Fannie Mae, based in Washington, says Mayopoulos, 53, will become president and chief executive on June 18. He replaces Michael J. Williams, who announced in January that he would step down after a successor was found.
The government rescued Fannie and smaller sibling Freddie Mac in September 2008 after the two companies absorbed huge losses on risky mortgages that threatened to topple them. Since then, a federal regulator has controlled the two companies' financial decisions.
So far, Fannie and Freddie have cost taxpayers about $170 billion — the largest bailout of the financial crisis. It could cost roughly $260 billion more to support the companies through 2014, after subtracting dividend payments, according to the government.

Mayopoulos will be the third CEO of Fannie Mae since the government takeover. Williams oversaw the restructuring of Fannie's foreclosure-prevention efforts and managed the troubled company's reorganization.
In his executive roles, Mayopoulos has managed Fannie's human resources policies, communications and marketing, and government relations, the company said Tuesday.
Pressure has been building for the government to eliminate or transform Fannie and Freddie and reduce taxpayers' exposure to further losses.
The Obama administration unveiled a plan last year to slowly dissolve Fannie and Freddie, with the goal of shrinking the government's role in the mortgage system. The proposal would remake decades of federal policy aimed at getting Americans to buy homes and could make home loans more expensive.
Exactly how far the government's role in mortgages would be reduced was left to Congress to decide.
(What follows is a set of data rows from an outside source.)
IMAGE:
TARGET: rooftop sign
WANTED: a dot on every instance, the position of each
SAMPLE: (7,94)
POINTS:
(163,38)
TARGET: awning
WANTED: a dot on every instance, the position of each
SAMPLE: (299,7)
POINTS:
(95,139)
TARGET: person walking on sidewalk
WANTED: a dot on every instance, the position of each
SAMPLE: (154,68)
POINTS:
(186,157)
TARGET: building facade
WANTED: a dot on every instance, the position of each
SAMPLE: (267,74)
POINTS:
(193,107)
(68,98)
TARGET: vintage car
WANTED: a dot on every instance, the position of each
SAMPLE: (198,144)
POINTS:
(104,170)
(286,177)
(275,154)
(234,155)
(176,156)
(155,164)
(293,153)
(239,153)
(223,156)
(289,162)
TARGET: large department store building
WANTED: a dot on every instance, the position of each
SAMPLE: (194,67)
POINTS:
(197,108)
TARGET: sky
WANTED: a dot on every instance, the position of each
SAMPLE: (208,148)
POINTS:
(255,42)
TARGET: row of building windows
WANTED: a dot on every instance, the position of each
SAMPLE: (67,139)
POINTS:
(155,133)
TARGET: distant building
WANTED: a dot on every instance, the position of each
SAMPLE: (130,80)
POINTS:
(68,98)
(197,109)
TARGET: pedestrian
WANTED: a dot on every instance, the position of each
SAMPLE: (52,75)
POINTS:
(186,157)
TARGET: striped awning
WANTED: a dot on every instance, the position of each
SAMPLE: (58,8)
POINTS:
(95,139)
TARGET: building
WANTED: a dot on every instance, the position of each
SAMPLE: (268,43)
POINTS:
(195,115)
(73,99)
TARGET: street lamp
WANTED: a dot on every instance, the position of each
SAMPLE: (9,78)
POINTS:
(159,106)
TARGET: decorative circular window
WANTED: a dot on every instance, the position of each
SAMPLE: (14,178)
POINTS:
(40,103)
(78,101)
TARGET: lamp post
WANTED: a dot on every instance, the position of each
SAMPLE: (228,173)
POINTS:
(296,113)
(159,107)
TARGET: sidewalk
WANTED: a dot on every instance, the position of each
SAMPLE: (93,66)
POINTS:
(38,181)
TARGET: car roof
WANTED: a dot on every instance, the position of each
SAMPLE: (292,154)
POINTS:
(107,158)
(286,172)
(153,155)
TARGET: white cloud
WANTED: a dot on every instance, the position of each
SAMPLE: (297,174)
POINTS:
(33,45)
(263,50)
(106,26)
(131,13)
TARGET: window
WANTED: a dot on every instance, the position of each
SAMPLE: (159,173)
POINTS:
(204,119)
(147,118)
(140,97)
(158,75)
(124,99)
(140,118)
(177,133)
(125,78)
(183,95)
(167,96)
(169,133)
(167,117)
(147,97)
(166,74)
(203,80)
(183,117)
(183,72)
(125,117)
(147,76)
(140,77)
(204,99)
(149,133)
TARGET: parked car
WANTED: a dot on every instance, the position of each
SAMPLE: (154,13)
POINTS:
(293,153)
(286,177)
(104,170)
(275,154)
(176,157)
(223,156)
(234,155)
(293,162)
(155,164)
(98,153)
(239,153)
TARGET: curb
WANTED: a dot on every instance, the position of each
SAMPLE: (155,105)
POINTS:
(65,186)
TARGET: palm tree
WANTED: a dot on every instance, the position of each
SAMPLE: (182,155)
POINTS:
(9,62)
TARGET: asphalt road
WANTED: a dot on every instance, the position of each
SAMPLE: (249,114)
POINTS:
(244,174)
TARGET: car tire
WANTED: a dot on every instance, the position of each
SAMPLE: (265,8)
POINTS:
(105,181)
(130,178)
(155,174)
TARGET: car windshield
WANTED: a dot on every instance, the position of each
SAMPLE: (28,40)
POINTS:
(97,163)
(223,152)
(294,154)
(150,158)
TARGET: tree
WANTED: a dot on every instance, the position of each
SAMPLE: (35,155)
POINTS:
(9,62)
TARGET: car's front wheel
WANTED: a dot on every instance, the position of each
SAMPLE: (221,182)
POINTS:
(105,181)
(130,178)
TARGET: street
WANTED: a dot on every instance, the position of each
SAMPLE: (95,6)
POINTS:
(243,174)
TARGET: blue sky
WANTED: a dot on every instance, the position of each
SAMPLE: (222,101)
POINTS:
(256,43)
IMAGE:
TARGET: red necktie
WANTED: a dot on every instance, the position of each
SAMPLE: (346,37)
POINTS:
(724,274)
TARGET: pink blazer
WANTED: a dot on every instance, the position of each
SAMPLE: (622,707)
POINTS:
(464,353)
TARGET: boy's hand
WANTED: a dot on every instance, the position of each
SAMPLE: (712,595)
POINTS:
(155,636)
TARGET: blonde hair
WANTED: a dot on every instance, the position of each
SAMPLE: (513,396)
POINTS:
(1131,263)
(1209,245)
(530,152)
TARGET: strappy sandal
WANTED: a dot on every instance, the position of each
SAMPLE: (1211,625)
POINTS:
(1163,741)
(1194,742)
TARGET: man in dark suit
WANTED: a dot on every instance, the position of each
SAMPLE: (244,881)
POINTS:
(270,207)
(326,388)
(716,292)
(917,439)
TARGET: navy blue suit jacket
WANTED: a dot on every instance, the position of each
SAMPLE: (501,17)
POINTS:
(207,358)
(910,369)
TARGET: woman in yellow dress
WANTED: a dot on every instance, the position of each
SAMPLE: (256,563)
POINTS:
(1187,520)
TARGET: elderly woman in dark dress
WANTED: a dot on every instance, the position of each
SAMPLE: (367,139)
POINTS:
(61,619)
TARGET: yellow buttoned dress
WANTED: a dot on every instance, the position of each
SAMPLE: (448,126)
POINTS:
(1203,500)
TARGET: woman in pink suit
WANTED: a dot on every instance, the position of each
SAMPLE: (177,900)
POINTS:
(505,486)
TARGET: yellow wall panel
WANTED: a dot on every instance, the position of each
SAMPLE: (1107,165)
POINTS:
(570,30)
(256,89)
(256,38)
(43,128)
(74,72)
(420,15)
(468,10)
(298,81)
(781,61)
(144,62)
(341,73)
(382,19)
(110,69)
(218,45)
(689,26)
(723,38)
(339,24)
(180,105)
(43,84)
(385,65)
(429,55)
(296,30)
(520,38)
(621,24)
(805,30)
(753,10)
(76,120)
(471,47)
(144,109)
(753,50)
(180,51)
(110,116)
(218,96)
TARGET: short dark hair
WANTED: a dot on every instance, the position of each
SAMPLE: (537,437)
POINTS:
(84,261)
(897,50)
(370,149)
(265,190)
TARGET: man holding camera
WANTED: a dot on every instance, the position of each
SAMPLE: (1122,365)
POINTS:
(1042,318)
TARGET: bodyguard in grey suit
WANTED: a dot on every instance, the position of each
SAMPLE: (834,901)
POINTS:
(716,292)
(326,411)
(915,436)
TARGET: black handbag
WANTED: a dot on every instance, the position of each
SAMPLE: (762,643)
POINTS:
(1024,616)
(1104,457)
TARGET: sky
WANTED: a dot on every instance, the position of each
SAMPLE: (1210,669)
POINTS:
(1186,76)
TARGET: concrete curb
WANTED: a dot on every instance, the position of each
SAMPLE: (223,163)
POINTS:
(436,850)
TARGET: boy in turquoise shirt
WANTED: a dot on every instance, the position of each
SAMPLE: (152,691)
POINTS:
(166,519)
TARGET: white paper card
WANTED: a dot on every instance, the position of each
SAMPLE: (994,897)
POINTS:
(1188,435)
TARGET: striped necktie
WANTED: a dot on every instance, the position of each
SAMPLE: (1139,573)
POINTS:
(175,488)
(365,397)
But all the options the administration presented would create a housing finance system that relies far more on private money.
Mayopoulos said Tuesday he will work closely with Freddie and the companies' regulator, the Federal Housing Finance Administration, to help lay the foundation for a new system "that will be much more effective and reliable, and better for the country."
At the same time, Fannie will continue to place high priority on helping distressed homeowners and reducing its losses on loans to benefit taxpayers, Mayopoulos said in a telephone interview.
Edward DeMarco, the FHFA's acting director, said in a statement that Mayopoulos "brings a breadth of knowledge and experience in housing finance and financial services that is vital at this important time for Fannie Mae and the nation's housing finance system."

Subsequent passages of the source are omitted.